3. Take control of the information you consume
Feeling small and stuck inside structures that are bigger than you or tossed and trampled by forces that are out of your control can leave you feeling powerless. You are not powerless. If you’re self-isolating, limiting your news and social media consumption is a good first step to protecting your mental health. If it’s second nature to log into Facebook every morning, re-consider how it makes you feel right now. There is a lot of misinformation swirling around; stick to fewer, trusted news sources instead. Better yet, turn to media that makes you feel good, whether that’s Frasier re-runs on TV or a podcast on happiness – douse yourself in positivity.

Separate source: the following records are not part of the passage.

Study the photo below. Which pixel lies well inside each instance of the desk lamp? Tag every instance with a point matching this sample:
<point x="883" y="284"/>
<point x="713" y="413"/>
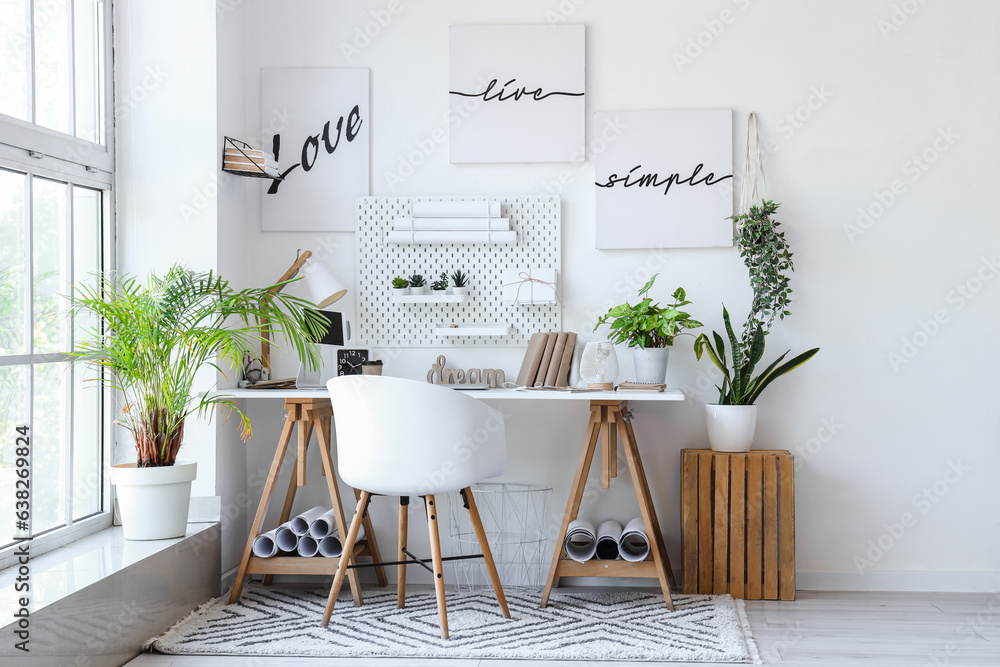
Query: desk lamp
<point x="324" y="288"/>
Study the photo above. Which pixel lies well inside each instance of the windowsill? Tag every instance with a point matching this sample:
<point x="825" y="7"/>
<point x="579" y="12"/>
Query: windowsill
<point x="75" y="566"/>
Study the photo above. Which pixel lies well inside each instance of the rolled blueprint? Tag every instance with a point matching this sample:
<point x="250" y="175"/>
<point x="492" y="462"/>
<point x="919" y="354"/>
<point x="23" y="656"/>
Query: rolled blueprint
<point x="402" y="237"/>
<point x="307" y="546"/>
<point x="265" y="545"/>
<point x="301" y="523"/>
<point x="323" y="526"/>
<point x="581" y="540"/>
<point x="285" y="538"/>
<point x="608" y="535"/>
<point x="634" y="543"/>
<point x="406" y="223"/>
<point x="331" y="547"/>
<point x="456" y="209"/>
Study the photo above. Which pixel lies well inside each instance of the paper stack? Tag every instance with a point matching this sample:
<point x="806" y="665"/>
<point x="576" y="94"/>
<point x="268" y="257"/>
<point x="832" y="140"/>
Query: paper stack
<point x="548" y="359"/>
<point x="453" y="222"/>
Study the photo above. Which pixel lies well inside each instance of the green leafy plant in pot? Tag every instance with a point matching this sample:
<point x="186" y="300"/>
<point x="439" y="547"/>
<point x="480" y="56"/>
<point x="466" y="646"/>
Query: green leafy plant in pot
<point x="150" y="342"/>
<point x="649" y="329"/>
<point x="732" y="423"/>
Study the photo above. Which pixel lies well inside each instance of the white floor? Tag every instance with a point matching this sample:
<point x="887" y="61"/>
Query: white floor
<point x="819" y="628"/>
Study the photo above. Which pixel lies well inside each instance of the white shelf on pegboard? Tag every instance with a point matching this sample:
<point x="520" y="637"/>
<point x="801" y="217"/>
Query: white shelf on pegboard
<point x="382" y="321"/>
<point x="473" y="330"/>
<point x="430" y="298"/>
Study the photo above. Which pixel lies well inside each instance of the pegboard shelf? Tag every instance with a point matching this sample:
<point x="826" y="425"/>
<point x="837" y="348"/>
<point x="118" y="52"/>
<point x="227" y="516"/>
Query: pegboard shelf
<point x="383" y="321"/>
<point x="473" y="330"/>
<point x="430" y="298"/>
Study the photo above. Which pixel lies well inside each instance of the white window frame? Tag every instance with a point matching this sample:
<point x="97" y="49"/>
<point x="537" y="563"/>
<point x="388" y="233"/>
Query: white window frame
<point x="31" y="149"/>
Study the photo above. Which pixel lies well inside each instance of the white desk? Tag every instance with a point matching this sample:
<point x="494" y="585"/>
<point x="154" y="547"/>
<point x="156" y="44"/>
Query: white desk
<point x="610" y="418"/>
<point x="483" y="394"/>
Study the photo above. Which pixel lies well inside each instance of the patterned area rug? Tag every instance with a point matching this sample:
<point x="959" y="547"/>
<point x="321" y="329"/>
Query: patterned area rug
<point x="575" y="626"/>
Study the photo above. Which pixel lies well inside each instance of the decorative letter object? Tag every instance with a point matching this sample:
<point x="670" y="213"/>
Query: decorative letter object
<point x="517" y="93"/>
<point x="667" y="180"/>
<point x="316" y="123"/>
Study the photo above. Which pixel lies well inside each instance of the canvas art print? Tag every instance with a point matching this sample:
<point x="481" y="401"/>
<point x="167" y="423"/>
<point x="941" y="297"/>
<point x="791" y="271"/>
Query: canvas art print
<point x="322" y="147"/>
<point x="516" y="93"/>
<point x="667" y="181"/>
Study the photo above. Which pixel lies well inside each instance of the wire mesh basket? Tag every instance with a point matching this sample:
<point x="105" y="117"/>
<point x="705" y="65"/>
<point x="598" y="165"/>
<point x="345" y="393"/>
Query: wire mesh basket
<point x="515" y="518"/>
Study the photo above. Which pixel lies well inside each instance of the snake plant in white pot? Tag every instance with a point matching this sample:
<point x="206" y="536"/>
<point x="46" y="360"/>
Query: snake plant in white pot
<point x="733" y="421"/>
<point x="150" y="341"/>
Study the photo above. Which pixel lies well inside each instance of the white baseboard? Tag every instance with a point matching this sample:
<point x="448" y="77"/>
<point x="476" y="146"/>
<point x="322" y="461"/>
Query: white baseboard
<point x="938" y="582"/>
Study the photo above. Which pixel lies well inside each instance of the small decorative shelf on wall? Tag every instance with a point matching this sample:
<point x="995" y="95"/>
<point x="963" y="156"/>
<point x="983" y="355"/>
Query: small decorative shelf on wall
<point x="384" y="319"/>
<point x="430" y="298"/>
<point x="473" y="330"/>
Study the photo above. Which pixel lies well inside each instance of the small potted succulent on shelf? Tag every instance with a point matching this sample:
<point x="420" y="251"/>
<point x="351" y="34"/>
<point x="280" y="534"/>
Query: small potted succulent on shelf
<point x="440" y="286"/>
<point x="418" y="285"/>
<point x="460" y="282"/>
<point x="400" y="286"/>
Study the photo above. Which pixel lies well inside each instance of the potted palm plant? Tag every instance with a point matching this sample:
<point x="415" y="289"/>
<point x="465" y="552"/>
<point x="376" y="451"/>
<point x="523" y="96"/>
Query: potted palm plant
<point x="649" y="329"/>
<point x="733" y="421"/>
<point x="150" y="341"/>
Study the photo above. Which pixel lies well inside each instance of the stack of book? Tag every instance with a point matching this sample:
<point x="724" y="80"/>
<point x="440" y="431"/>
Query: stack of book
<point x="246" y="161"/>
<point x="548" y="359"/>
<point x="641" y="386"/>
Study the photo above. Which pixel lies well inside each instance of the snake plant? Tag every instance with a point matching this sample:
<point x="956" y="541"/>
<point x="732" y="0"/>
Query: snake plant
<point x="739" y="386"/>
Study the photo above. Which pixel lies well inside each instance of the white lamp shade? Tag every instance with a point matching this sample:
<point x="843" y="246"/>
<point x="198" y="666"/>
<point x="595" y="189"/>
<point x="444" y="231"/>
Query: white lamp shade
<point x="324" y="287"/>
<point x="599" y="363"/>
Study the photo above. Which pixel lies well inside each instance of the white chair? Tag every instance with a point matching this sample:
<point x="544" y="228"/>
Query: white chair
<point x="403" y="438"/>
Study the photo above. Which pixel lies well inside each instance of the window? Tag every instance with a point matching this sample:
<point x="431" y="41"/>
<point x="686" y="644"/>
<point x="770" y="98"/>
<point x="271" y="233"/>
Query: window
<point x="56" y="172"/>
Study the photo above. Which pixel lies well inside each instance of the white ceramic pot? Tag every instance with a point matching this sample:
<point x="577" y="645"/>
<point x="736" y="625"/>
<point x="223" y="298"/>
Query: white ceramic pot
<point x="731" y="427"/>
<point x="153" y="502"/>
<point x="650" y="364"/>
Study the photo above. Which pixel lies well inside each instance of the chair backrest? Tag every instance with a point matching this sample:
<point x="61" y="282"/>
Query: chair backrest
<point x="402" y="437"/>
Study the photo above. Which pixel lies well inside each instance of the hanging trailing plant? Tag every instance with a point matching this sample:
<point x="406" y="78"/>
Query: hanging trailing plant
<point x="769" y="259"/>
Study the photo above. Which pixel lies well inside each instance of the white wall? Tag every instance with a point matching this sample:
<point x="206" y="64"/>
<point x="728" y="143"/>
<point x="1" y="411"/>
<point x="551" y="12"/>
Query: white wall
<point x="166" y="163"/>
<point x="865" y="103"/>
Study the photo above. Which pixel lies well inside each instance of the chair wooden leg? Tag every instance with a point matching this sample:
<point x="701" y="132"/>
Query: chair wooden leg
<point x="484" y="546"/>
<point x="401" y="569"/>
<point x="345" y="560"/>
<point x="432" y="527"/>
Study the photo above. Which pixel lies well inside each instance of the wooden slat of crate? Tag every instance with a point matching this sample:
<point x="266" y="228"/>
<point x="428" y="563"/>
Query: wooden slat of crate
<point x="738" y="523"/>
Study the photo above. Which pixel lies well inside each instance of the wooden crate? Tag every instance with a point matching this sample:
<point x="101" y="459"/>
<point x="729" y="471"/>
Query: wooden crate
<point x="738" y="523"/>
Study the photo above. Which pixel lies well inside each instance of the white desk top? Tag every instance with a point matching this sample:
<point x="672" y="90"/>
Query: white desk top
<point x="483" y="394"/>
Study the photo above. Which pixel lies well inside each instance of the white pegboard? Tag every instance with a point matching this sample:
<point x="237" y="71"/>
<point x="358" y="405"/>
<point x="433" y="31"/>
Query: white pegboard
<point x="536" y="218"/>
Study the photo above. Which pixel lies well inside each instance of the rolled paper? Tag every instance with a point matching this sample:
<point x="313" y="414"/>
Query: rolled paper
<point x="402" y="237"/>
<point x="634" y="543"/>
<point x="457" y="209"/>
<point x="324" y="525"/>
<point x="331" y="547"/>
<point x="307" y="546"/>
<point x="407" y="223"/>
<point x="608" y="534"/>
<point x="581" y="541"/>
<point x="301" y="523"/>
<point x="285" y="538"/>
<point x="265" y="545"/>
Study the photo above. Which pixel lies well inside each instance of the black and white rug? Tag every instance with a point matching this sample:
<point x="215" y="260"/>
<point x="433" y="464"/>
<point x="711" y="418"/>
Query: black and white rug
<point x="575" y="626"/>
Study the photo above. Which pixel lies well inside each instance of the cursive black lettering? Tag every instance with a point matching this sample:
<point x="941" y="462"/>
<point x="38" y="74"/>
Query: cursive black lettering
<point x="517" y="94"/>
<point x="654" y="180"/>
<point x="310" y="147"/>
<point x="311" y="144"/>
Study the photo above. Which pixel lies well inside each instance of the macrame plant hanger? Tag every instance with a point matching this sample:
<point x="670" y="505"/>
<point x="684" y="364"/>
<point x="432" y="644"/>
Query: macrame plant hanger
<point x="754" y="186"/>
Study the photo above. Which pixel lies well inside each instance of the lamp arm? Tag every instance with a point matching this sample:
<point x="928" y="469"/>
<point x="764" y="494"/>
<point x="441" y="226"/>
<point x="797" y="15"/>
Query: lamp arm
<point x="265" y="329"/>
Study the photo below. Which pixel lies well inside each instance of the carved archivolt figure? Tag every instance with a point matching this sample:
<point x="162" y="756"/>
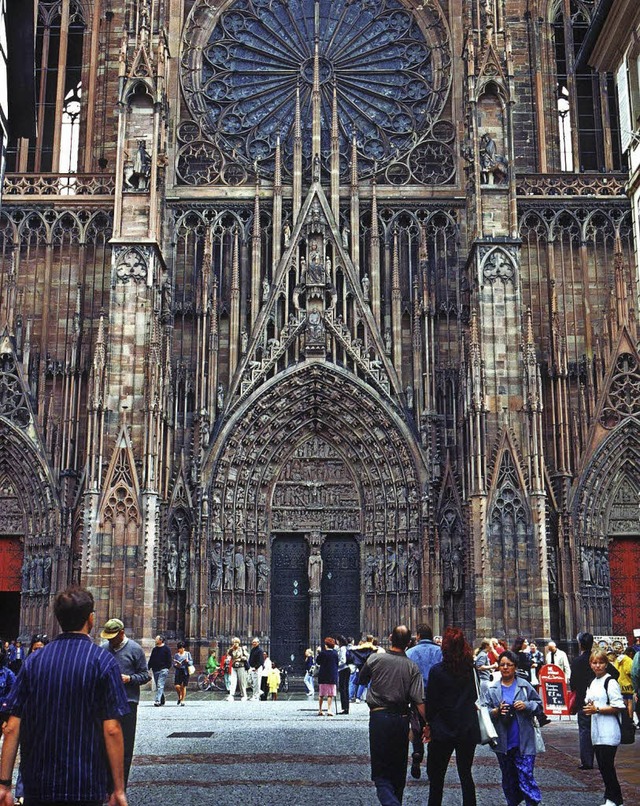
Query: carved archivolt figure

4. Don’t just clean your hands
It’s well-known that our physical environments can have an impact on mental wellbeing. If you’re spending prolonged periods at home, take the opportunity to do the laundry, clean out that pesky cupboard that’s always overflowing, run the vacuum over the stairs and keep washing yourself as you normally would. This helps to stop the spread of disease but it also provides a cleaner, less cluttered environment for you and your family. Schedule time every day to go out into nature, enjoy the sunlight, breathe fresh air and take the opportunity to exercise.
5. Be alone, but don’t be lonely
Distancing yourself from others is an important strategy for slowing contagion. And yet, in times of stress, our instinct is to reach out to others for help. The difficult thing about coronavirus is that authorities are telling us to go in exactly the opposite direction: to move apart when we want to be together.
Look for or create virtual safe spaces among colleagues, neighbours and friends. Take the opportunity to email an old friend, FaceTime a relative or have a Netflixparty. Don’t be afraid to acknowledge how you’re feeling but also use this time to tell jokes, let off steam, dawdle and generally enjoy a sense of community. Social distancing doesn’t mean you should stop being social.
6. Ask for help and help as much as you can
Whether you’re at risk or not, worried or not, self-isolating or going into the office, think creatively about how to stay safe and make meaning within uncertainty. Your options may be unfamiliar, your routine may be upside down, but it’s possible to make a difference anyway. For those who are healthy and financially privileged, look for those in need and volunteer to get groceries for someone or continue to support a local business if it’s safe to do so.
But most of all, give yourself grace: this is not a time to start hitting the gym or cutting out carbs or entering the dating game. Working from home, managing childcare, ensuring you have enough supplies, caring for elderly or vulnerable loved ones and staying healthy is a lot, and it’s important.